Dieses Buch soll einen Beitrag leisten, die kulturell geprägten Bilder von Frauen allgemein wie auch von lesbischen Frauen zu entlarven. Gleichzeitig fördert die Sichtbarkeit lesbischer Seniorinnen das Bewusstsein für die Existenz von älteren Frauen im nicht heterosexuellen Kontext. Ihre Geschichten dehnen die starren patriarchalen Machtstrukturen aus und stellen sie in Frage. Dadurch ergibt sich ein erweitertes Verständnis für die Vielfalt eines Frauenlebens. Mit den Erzählungen werden zudem die mehr oder weniger subtilen Formen von erlebter Diskriminierung, welche die Frauen ihr Leben lang aushalten mussten, sichtbar wie auch die gesellschaftlichen Zwänge, denen sie ausgesetzt waren, und die Strategien, die sie angewendet haben, um ihr Leben zu gestalten. Zusätzlich wird eine neue Sicht auf Alterungsprozesse und alternative Bedürfnisse im Alter gewonnen. Das Buch soll aber ebenso jungen wie alten Menschen Mut machen, einen selbstbestimmten Weg zu gehen und den eigenen Träumen und Wünschen zu folgen.

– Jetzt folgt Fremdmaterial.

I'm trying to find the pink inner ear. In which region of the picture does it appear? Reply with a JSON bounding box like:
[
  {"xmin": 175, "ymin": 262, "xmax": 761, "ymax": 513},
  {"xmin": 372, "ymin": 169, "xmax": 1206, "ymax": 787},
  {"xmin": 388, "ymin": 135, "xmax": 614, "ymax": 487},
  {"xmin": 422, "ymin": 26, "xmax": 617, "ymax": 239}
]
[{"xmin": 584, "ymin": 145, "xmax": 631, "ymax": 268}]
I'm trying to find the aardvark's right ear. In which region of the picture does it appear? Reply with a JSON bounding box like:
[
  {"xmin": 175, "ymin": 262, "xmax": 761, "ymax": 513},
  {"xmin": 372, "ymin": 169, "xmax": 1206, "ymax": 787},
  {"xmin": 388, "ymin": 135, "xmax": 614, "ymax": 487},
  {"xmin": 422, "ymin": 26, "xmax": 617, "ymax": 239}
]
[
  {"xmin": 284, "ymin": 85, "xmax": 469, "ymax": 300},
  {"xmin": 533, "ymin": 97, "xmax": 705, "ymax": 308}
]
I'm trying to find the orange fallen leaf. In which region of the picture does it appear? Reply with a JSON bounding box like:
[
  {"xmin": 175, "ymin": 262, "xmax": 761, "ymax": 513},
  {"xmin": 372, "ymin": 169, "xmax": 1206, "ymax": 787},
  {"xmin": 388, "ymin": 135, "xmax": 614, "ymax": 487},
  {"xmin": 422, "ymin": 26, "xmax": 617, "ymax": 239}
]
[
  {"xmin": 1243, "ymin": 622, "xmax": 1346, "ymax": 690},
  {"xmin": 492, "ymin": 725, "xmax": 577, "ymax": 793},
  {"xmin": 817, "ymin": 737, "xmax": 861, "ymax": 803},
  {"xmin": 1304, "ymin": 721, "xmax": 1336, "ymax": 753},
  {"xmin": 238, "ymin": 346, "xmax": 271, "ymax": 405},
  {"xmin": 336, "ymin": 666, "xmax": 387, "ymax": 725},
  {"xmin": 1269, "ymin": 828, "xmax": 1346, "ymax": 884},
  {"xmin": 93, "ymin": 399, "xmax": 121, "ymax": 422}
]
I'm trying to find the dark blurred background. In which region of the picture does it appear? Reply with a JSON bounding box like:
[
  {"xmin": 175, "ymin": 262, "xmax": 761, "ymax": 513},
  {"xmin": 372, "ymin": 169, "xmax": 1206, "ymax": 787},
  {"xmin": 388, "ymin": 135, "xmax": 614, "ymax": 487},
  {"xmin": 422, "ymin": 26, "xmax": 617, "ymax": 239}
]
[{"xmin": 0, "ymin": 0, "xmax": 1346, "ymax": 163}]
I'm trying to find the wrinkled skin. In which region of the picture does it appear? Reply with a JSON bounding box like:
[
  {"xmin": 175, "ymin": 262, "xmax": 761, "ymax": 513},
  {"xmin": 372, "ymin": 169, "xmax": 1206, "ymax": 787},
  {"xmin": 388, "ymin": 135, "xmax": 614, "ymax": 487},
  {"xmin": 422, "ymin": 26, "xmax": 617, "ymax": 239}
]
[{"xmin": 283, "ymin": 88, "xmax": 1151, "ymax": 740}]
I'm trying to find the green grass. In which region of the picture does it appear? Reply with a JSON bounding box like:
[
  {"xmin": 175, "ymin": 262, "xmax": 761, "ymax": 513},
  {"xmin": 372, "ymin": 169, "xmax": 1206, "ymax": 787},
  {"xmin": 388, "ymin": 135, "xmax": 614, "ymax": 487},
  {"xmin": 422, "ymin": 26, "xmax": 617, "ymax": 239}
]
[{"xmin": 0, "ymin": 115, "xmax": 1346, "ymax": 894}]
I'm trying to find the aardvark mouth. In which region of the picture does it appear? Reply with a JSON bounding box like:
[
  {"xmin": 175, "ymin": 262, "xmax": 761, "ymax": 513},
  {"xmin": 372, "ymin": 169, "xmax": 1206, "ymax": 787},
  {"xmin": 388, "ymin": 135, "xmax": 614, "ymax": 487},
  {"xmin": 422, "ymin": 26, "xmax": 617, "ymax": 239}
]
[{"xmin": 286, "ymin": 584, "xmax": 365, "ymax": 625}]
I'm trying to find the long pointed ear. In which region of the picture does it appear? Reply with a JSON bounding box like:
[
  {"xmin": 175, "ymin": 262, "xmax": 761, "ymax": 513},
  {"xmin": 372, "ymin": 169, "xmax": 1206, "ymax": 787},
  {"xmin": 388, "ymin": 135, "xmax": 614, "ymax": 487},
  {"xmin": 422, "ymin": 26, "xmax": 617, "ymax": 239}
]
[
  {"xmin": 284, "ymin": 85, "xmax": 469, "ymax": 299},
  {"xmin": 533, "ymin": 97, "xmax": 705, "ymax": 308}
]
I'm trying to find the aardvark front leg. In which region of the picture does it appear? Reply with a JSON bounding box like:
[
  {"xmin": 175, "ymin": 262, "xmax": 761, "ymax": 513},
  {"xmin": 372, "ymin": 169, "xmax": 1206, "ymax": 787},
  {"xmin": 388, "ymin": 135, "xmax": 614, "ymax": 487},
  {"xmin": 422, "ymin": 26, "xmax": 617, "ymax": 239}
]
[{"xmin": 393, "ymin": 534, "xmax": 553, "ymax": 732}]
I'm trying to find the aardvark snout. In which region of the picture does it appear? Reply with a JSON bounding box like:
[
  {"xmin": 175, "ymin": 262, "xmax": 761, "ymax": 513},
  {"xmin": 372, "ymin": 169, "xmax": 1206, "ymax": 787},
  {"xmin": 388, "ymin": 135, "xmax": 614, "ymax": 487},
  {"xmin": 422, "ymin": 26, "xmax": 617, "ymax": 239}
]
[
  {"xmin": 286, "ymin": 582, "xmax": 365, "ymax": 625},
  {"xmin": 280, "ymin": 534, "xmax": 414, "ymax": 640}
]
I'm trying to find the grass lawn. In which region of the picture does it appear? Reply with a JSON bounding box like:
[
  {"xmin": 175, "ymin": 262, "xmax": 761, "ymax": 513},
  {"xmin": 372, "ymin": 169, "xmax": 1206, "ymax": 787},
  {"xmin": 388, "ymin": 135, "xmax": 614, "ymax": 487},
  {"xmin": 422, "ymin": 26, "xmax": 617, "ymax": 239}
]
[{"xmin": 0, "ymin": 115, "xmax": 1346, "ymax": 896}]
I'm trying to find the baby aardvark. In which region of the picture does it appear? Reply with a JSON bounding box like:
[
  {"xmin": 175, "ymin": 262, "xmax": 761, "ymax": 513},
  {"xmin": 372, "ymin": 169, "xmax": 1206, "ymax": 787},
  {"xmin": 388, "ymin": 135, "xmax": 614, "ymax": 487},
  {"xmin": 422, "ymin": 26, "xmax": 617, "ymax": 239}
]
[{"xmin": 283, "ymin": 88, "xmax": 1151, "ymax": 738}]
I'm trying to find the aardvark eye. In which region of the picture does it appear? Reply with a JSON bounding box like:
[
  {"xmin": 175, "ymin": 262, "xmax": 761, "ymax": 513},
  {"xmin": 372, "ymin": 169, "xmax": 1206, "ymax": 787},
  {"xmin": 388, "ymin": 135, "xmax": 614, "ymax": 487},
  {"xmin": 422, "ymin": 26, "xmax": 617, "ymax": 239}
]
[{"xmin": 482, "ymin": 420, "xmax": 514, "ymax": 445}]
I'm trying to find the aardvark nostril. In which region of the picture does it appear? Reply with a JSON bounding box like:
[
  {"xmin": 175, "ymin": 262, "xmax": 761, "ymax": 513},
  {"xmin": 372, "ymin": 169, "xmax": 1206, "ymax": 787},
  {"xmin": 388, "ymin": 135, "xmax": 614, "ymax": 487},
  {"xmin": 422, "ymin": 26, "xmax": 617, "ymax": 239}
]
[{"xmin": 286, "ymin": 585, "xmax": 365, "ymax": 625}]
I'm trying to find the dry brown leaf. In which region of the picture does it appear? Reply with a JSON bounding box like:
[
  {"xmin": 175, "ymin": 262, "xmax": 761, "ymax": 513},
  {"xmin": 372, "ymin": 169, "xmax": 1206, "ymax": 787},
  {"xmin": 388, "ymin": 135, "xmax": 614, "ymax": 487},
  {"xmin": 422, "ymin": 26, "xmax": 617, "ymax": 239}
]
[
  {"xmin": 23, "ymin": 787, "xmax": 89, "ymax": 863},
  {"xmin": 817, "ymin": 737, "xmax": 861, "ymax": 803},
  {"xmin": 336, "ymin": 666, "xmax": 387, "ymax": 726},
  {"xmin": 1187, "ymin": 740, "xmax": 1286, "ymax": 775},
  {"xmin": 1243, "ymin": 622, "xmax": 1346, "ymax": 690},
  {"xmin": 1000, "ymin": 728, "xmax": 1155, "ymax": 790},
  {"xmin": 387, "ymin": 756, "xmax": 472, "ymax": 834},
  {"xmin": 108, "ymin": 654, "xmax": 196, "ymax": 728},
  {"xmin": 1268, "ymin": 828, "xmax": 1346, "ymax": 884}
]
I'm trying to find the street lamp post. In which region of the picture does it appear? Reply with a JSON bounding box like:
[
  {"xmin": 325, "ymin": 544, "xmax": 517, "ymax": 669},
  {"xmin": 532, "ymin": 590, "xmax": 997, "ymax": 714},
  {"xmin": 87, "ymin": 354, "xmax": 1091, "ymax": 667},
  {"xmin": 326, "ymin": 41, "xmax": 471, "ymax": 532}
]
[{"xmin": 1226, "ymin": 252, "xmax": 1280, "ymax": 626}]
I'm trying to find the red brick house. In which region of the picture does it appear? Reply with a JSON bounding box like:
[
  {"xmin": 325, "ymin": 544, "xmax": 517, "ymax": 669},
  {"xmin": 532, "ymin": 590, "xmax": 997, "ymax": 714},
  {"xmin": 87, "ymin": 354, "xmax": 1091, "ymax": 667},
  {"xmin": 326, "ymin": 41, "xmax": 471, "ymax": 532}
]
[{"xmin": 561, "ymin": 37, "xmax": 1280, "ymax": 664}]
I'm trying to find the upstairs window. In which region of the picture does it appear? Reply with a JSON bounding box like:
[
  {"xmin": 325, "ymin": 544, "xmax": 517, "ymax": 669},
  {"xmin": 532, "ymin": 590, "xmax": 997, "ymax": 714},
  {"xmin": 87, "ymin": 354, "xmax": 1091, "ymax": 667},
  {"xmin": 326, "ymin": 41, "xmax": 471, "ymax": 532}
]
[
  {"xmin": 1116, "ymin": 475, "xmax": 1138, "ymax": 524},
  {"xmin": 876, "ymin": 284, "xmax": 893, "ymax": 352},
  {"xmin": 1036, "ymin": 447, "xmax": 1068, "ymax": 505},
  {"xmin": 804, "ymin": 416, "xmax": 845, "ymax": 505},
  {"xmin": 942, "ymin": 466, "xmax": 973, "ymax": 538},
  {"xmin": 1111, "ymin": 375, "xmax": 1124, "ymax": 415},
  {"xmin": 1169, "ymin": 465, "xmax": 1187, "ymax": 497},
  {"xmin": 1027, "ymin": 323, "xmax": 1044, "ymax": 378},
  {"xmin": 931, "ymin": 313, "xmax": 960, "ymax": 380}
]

Und ganz zum Schluss noch: In diesem Band fehlen die Geschichten von älteren frauenliebenden Frauen, die heute abhängig und pflegebedürftig sind, ein isoliertes oder verstecktes Leben führen und aus Angst vor Diskriminierung ein Leben lang nicht über ihre Liebe oder ihr Begehren sprechen konnten. Das hinterlässt eine grosse Lücke. In der Schweiz leben mehr als 500 000 Frauen, die über siebzig Jahre alt sind, davon viele frauenliebende Frauen. Das sind eine Menge Geschichten, die noch nicht erzählt wurden … Wer mir ihre Geschichte erzählen möchte, melde sich bei der Autorin unter corinnerufli@bluewin.ch oder Corinne Rufli, Stichwort: Wie verzaubert, Verlag Hier und Jetzt, Langacker 16, Postfach, 5405 Baden (ab Juli 2015: Kronengasse 20, 5400 Baden). Jede Anfrage wird mit grösster Diskretion behandelt.
Corinne Rufli
«Meine Liebe zu Karin machte mich frei.»
Eva Schweizer, 74, Aargau
Eva Schweizer (1941) ist geschieden, Mutter zweier Adoptivkinder und sechsfache Grossmutter. Sie war als Lehrerin, Heilpädagogin und in der Gewaltprävention tätig. Seit 35 Jahren lebt sie glücklich mit Karin zusammen. Nur mühsam hat Eva sich von ihrem engen pietistischen Herkunftsmilieu emanzipiert und zu ihrer Identität gefunden.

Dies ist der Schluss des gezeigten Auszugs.